At the same time, we can also check for the status of the cart deployment pod. Upon executing the following command you will get a similar output. It is evident that the Pod Delete fault has caused the cart pod to be terminated and a new pod has recently replaced it, for whose container is yet to be created.
❯ k get pods -n hce
NAME READY STATUS RESTARTS AGE
adservice-68db567bb5-hd47j 1/1 Running 0 5h41m
cartservice-6b8f46f64f-lkgs8 0/1 Running 0 29s
chaos-exporter-765d6b6674-tkrpm 1/1 Running 0 5h41m
chaos-operator-ce-678b67c75-l68m5 1/1 Running 0 5h41m
checkoutservice-7545ff6849-rdl9f 1/1 Running 0 5h41m
currencyservice-5769b647d5-trx69 1/1 Running 0 5h41m
emailservice-55c84dcfdc-c9x9q 1/1 Running 0 5h41m
frontend-74b7898dd9-x4bzr 1/1 Running 0 5h41m
grafana-6f6fb469b7-bm9vh 1/1 Running 0 5h41m
loadgenerator-5b875b84dd-pcjdr 1/1 Running 0 5h41m
paymentservice-59d87f77bc-fkwjq 1/1 Running 0 5h41m
productcatalogservice-676d7d7dbc-nx75x 1/1 Running 0 5h41m
prometheus-blackbox-exporter-6d955c876-l7fdv 2/2 Running 0 5h41m
prometheus-deployment-779b88bf5d-zf8f9 1/1 Running 0 5h41m
recommendationservice-6fc8b4d9cf-4s96t 1/1 Running 0 5h41m
redis-cart-7cd9d8966d-mgbhx 1/1 Running 0 5h41m
shippingservice-7b4945b5fc-cbmc9 1/1 Running 0 5h41m
subscriber-7774bd95d4-4rnwp 1/1 Running 0 5h41m
workflow-controller-6d5d75dc7c-v9vqc 1/1 Running 0 5h41m
Consequently, if we try to access the frontend cart page, we get the following error which indicates that the application is now unreachable.
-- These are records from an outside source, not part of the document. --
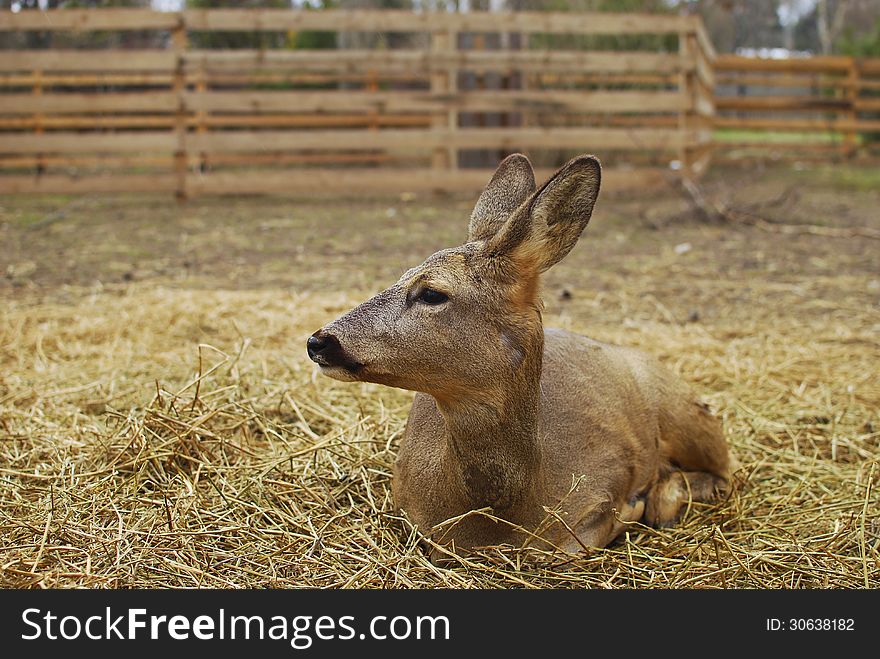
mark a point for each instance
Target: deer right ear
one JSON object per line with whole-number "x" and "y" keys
{"x": 511, "y": 185}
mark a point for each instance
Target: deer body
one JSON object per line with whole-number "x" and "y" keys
{"x": 520, "y": 434}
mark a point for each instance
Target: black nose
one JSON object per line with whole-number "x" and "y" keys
{"x": 324, "y": 349}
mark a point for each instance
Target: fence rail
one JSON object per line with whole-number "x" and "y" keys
{"x": 404, "y": 101}
{"x": 819, "y": 104}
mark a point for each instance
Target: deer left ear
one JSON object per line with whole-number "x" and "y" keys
{"x": 512, "y": 184}
{"x": 543, "y": 231}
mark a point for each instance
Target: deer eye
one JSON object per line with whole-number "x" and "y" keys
{"x": 432, "y": 297}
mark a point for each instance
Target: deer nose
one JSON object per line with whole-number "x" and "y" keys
{"x": 324, "y": 349}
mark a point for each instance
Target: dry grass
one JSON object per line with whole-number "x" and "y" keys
{"x": 244, "y": 470}
{"x": 153, "y": 435}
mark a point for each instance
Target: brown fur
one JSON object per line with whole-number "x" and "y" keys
{"x": 514, "y": 418}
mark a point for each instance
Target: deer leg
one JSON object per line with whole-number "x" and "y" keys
{"x": 600, "y": 528}
{"x": 678, "y": 489}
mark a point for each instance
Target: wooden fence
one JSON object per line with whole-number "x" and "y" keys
{"x": 372, "y": 113}
{"x": 803, "y": 107}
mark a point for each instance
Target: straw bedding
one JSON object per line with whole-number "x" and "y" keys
{"x": 159, "y": 436}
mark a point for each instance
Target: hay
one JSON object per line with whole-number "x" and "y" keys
{"x": 158, "y": 436}
{"x": 163, "y": 463}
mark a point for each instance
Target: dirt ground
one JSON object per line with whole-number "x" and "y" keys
{"x": 161, "y": 424}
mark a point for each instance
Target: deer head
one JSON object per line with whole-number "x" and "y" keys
{"x": 454, "y": 325}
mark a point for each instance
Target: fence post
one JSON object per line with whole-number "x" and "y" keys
{"x": 852, "y": 115}
{"x": 687, "y": 51}
{"x": 201, "y": 115}
{"x": 179, "y": 44}
{"x": 443, "y": 158}
{"x": 37, "y": 90}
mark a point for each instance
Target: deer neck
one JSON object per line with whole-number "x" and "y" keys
{"x": 492, "y": 454}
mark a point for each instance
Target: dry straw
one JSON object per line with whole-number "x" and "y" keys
{"x": 134, "y": 454}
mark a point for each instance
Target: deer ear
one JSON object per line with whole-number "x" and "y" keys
{"x": 511, "y": 185}
{"x": 541, "y": 233}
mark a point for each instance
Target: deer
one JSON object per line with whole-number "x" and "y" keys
{"x": 517, "y": 434}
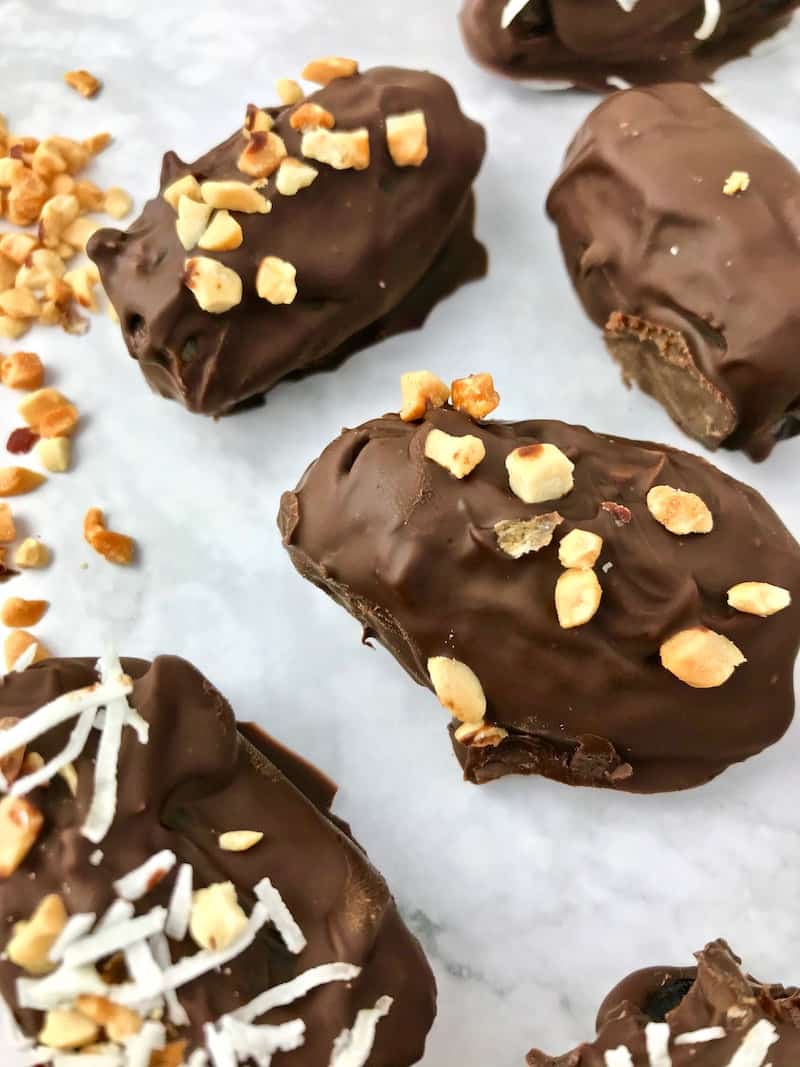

This makes sense since the cart pod has been deleted and a new pod is yet to initialize, same as in the previous tutorial.
We can validate this behavior using the application metrics dashboard as well. The probe success percentage for website availability (200 response code) is now steeply decreasing along with the 99th percentile (green line) queries per second (QPS) and access duration for the application microservices. Also, the mean QPS (yellow line) is steeply increasing. This is because there's no pod available right now to service the query requests.
Evaluating the Experiment Run
This time when the experiment execution concludes, we get a resiliency score of 50%. The Pod Delete fault has failed this time as well.
Before we analyze the experiment result, we can validate that the application is now again normally accessible, without any errors from the Grafana dashboard.
We can now check the check the chaos result, where it can be observed that the fault verdict is Failed and the Probe Success Percentage is 50%. This is because although the default probe execution in Edge mode validated the target application to be healthy before and after the chaos, the cart service URL HTTP probe has failed. The failure of this probe can be attributed to the unavailability of the cart pod due to the injection of the Pod Delete fault.
We can also check the Chaos Results tab to get a summary of the experiment execution, where the fail step can be observed to be "Probe execution result didn't met the passing criteria", referring the the failure of HTTP probe that we had defined.
With that you have now defined a chaos experiment from scratch!